Once the coffee is ground it is ready to be brewed. There are many techniques. The coffee can be placed in a filter and have hot water percolated through it over about 5 minutes. It can be placed in a container with the coffee for 5 minutes and then a plunger can be used to strain out the grounds as the liquid is poured out. These two methods allow more caffeine to be extracted but they also result in the dissolution of more of the soluble acids. The espresso techinque is favoured by connoisseurs. Here the grounds are compacted to a dense, fine powder. Hot compressed water is squirted through for about 30 seconds. A thin layer of dense, foamy liquor or crema forms on the surface of the coffee in the cup. If this is too light in colour then the extraction time was probably too short, the grounds too coarse or the water was not hot enough. A dark crema with a hole in the middle signifies over fine grounds in too great a quantity. Overextracted espresso gives a white spot in the center of the cup if the brewing time was too long or a white froth with large bubbles if the water was too hot.

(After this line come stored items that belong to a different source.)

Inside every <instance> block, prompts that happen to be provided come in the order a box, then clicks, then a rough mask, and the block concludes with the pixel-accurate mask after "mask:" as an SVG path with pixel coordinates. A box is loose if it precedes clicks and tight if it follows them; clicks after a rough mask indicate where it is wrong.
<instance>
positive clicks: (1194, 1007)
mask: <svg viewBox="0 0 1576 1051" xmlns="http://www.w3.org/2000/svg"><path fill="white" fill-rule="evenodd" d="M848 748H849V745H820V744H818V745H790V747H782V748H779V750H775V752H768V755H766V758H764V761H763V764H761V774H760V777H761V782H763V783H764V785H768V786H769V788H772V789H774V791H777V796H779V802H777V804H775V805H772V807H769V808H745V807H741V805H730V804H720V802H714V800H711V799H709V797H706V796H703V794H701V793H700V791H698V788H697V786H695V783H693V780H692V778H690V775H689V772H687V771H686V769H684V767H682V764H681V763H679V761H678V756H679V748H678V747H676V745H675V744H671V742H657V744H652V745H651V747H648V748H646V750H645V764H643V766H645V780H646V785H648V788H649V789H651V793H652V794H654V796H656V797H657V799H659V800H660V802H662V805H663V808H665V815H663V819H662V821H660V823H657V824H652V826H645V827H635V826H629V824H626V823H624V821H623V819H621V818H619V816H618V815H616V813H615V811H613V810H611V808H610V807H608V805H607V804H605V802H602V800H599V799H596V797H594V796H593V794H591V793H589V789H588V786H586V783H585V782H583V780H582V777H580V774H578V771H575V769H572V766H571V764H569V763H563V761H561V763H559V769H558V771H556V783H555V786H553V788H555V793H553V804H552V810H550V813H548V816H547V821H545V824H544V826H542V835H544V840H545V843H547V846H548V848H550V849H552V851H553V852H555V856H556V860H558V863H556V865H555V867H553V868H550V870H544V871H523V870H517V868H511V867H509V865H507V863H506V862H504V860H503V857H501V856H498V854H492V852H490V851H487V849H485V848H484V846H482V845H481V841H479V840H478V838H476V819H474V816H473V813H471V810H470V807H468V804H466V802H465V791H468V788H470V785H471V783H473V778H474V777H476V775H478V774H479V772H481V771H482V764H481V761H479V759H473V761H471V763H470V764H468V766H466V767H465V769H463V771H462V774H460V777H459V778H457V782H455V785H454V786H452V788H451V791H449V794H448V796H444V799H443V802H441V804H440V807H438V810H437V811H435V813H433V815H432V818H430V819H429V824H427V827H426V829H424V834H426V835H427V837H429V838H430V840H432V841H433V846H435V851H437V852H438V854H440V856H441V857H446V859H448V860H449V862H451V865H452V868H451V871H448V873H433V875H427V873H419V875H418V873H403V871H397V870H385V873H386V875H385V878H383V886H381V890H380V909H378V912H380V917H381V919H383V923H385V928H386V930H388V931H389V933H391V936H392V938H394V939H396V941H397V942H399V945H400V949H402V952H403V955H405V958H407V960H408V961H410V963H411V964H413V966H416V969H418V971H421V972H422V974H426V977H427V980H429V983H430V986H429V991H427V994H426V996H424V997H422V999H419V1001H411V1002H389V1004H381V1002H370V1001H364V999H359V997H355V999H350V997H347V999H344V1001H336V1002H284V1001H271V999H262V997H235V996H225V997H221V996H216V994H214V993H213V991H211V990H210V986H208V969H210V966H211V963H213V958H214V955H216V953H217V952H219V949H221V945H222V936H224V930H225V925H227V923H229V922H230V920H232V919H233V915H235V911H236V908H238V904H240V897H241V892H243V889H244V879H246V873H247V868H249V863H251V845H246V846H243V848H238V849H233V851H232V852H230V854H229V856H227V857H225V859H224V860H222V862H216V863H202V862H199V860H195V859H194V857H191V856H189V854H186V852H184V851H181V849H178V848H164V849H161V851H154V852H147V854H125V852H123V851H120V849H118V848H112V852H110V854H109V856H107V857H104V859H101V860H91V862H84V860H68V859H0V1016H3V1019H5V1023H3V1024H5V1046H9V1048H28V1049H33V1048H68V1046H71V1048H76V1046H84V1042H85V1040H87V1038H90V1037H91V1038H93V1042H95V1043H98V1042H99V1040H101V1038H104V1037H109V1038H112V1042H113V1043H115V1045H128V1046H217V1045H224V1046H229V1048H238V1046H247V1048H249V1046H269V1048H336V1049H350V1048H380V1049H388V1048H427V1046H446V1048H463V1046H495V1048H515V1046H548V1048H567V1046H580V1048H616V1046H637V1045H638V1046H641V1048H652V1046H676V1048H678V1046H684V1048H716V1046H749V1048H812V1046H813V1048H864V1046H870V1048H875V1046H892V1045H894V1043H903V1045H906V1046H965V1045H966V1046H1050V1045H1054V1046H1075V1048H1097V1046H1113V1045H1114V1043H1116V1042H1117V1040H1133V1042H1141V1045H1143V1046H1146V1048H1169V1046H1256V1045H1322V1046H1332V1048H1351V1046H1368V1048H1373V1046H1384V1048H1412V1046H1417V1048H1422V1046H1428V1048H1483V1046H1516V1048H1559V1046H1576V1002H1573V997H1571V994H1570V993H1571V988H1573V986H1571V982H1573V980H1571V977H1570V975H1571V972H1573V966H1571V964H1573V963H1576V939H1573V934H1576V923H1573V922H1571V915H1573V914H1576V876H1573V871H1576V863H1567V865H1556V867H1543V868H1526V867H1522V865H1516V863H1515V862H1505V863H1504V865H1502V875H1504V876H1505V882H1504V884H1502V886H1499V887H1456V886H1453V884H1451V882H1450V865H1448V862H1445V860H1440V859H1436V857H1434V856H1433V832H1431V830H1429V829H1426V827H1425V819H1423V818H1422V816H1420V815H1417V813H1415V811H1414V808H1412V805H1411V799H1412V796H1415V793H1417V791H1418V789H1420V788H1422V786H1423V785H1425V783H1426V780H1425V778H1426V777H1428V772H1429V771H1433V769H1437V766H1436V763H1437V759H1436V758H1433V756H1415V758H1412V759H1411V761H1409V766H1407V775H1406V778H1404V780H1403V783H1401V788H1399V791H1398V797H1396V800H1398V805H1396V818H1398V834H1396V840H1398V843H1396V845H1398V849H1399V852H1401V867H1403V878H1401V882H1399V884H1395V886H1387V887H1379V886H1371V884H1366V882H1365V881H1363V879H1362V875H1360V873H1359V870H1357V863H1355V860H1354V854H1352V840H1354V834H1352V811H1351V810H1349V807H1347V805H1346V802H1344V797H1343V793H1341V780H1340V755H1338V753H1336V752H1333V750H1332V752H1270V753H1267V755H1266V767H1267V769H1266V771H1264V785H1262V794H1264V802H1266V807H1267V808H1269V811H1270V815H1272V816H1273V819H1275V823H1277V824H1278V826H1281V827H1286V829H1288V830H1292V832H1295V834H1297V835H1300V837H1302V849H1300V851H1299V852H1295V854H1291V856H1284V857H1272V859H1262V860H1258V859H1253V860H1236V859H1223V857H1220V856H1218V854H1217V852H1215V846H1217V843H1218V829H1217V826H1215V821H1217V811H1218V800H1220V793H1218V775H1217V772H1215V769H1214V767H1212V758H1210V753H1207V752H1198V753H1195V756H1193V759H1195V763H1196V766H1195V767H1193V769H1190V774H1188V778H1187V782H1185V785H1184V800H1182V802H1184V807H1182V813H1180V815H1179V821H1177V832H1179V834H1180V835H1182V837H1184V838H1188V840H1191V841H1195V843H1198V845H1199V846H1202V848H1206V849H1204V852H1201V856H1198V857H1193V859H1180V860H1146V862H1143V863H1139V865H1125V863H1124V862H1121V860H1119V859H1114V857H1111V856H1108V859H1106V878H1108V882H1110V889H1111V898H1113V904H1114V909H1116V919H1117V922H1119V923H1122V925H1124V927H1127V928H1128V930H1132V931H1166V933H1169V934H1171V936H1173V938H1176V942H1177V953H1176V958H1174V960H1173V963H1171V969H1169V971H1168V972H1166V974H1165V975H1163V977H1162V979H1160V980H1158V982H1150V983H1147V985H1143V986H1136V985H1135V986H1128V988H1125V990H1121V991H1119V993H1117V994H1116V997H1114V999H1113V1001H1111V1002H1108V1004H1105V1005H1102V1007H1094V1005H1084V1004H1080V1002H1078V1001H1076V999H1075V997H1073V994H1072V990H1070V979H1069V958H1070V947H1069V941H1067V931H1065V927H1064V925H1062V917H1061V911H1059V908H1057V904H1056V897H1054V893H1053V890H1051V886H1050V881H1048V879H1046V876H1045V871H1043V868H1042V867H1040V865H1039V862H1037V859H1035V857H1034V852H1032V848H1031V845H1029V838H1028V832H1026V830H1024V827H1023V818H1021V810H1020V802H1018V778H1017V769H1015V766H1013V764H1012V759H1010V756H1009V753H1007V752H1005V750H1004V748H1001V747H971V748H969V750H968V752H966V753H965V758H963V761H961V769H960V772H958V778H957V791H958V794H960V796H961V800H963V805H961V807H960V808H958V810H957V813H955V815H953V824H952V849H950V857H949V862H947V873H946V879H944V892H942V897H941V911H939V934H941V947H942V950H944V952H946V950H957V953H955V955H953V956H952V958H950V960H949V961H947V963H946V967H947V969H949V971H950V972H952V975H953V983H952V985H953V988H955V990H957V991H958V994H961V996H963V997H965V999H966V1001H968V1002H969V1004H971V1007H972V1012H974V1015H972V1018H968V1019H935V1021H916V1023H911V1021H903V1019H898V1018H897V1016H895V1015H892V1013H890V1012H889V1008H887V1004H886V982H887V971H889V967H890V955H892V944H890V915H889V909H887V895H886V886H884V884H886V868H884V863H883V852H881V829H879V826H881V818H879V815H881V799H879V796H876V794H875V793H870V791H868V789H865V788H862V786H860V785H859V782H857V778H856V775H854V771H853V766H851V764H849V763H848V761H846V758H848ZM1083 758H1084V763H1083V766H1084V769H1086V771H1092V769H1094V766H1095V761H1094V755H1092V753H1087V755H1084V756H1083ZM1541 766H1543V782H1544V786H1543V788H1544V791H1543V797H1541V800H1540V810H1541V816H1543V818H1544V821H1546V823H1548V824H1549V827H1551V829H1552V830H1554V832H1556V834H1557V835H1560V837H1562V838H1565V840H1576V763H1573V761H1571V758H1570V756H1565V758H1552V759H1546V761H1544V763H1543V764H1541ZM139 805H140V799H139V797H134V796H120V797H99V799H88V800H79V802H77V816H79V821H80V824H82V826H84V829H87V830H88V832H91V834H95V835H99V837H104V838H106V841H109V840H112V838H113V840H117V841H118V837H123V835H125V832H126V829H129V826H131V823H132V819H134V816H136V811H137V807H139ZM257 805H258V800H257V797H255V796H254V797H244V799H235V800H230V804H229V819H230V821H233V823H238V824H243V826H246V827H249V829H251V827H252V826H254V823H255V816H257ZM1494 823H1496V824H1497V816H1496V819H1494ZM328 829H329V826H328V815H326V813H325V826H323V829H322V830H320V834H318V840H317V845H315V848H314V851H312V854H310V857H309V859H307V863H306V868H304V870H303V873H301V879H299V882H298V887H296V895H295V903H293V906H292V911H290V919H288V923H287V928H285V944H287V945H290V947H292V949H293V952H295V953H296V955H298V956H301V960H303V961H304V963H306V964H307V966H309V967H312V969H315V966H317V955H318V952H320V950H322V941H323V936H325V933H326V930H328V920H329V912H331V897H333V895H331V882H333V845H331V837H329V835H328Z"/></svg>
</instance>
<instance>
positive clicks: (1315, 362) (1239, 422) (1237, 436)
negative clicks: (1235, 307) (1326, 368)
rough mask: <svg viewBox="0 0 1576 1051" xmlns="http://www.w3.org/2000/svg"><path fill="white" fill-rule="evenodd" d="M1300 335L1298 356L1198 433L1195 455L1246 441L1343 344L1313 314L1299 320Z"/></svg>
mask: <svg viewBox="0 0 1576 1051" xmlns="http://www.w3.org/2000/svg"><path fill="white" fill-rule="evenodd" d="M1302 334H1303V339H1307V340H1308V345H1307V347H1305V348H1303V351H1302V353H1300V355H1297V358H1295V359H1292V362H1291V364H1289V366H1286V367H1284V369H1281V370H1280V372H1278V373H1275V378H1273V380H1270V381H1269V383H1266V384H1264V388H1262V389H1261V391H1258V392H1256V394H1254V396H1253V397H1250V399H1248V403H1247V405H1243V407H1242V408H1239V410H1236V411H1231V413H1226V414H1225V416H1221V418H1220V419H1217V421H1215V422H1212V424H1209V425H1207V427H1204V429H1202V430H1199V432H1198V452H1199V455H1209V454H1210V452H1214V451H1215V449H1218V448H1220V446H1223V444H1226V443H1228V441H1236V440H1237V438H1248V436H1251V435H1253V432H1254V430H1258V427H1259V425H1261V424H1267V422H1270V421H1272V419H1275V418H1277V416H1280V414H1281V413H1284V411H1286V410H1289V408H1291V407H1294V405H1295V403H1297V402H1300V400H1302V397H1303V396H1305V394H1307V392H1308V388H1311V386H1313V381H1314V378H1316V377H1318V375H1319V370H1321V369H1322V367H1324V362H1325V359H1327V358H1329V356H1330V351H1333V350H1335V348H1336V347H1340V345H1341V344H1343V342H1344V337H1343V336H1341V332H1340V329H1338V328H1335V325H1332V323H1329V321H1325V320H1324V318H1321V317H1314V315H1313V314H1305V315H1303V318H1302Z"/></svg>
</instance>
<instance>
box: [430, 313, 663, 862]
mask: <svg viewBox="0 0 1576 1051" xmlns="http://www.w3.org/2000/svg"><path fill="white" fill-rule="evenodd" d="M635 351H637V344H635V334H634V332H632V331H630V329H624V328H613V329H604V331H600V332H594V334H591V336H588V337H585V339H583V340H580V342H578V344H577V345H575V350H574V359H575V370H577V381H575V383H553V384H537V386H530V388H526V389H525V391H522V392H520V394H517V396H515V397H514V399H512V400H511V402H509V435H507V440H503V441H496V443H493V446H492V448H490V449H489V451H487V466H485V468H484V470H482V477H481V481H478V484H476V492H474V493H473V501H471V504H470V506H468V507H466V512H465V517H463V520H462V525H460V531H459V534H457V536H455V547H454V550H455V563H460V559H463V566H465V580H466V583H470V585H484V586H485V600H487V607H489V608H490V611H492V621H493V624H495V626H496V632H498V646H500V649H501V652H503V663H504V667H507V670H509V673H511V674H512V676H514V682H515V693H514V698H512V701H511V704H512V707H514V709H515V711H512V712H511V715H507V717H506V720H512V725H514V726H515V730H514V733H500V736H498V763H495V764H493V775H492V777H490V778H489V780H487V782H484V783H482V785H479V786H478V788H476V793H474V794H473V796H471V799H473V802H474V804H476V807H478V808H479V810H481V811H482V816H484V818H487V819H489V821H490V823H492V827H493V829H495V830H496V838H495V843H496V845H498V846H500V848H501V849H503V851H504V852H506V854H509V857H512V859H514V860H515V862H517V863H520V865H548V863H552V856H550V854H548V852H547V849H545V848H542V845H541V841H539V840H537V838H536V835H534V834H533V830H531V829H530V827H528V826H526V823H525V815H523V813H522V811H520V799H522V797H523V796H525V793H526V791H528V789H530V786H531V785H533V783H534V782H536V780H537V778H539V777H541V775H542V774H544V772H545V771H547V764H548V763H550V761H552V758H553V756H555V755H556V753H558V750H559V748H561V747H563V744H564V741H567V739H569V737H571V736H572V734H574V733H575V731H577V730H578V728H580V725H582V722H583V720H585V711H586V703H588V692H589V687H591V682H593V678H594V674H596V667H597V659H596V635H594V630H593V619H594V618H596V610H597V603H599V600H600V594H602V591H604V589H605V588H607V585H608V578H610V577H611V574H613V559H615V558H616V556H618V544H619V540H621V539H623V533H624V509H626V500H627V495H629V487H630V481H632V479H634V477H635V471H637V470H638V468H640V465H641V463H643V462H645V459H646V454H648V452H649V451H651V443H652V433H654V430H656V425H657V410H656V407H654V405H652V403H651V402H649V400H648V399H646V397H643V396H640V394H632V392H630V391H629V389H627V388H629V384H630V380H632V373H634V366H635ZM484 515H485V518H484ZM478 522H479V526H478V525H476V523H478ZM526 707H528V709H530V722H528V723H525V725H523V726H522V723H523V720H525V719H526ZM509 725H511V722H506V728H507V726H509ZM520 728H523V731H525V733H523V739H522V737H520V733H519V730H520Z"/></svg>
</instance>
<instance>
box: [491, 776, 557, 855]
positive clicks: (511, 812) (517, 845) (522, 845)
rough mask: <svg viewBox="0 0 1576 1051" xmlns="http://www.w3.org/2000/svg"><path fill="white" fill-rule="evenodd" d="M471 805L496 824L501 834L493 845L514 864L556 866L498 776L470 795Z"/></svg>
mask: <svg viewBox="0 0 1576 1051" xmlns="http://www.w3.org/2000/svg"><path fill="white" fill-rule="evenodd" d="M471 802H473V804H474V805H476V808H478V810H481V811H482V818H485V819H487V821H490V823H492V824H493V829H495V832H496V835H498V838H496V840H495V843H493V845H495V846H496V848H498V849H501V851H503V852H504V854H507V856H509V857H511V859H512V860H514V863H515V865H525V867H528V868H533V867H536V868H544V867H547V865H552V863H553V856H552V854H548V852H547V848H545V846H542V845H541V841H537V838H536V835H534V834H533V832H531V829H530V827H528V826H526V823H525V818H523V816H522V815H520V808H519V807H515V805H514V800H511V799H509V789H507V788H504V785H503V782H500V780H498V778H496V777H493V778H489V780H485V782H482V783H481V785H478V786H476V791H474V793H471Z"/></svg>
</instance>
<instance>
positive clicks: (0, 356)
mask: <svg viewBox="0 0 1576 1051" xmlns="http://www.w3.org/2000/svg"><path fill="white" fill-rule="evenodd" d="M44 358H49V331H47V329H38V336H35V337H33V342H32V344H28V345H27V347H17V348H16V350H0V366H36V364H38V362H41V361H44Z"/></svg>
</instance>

The final result is a colloid of gas bubbles, oil droplets and solid fragments less than a few microns in size with water molecules bound to them. The coffee fluid has lots of body and it is very viscous. It coats the tongue with emulsified oils that sit there for about 20 minutes and continue to release flavours and aromas. A good cup of coffee should stay with you for about a quarter of an hour after the cup is empty.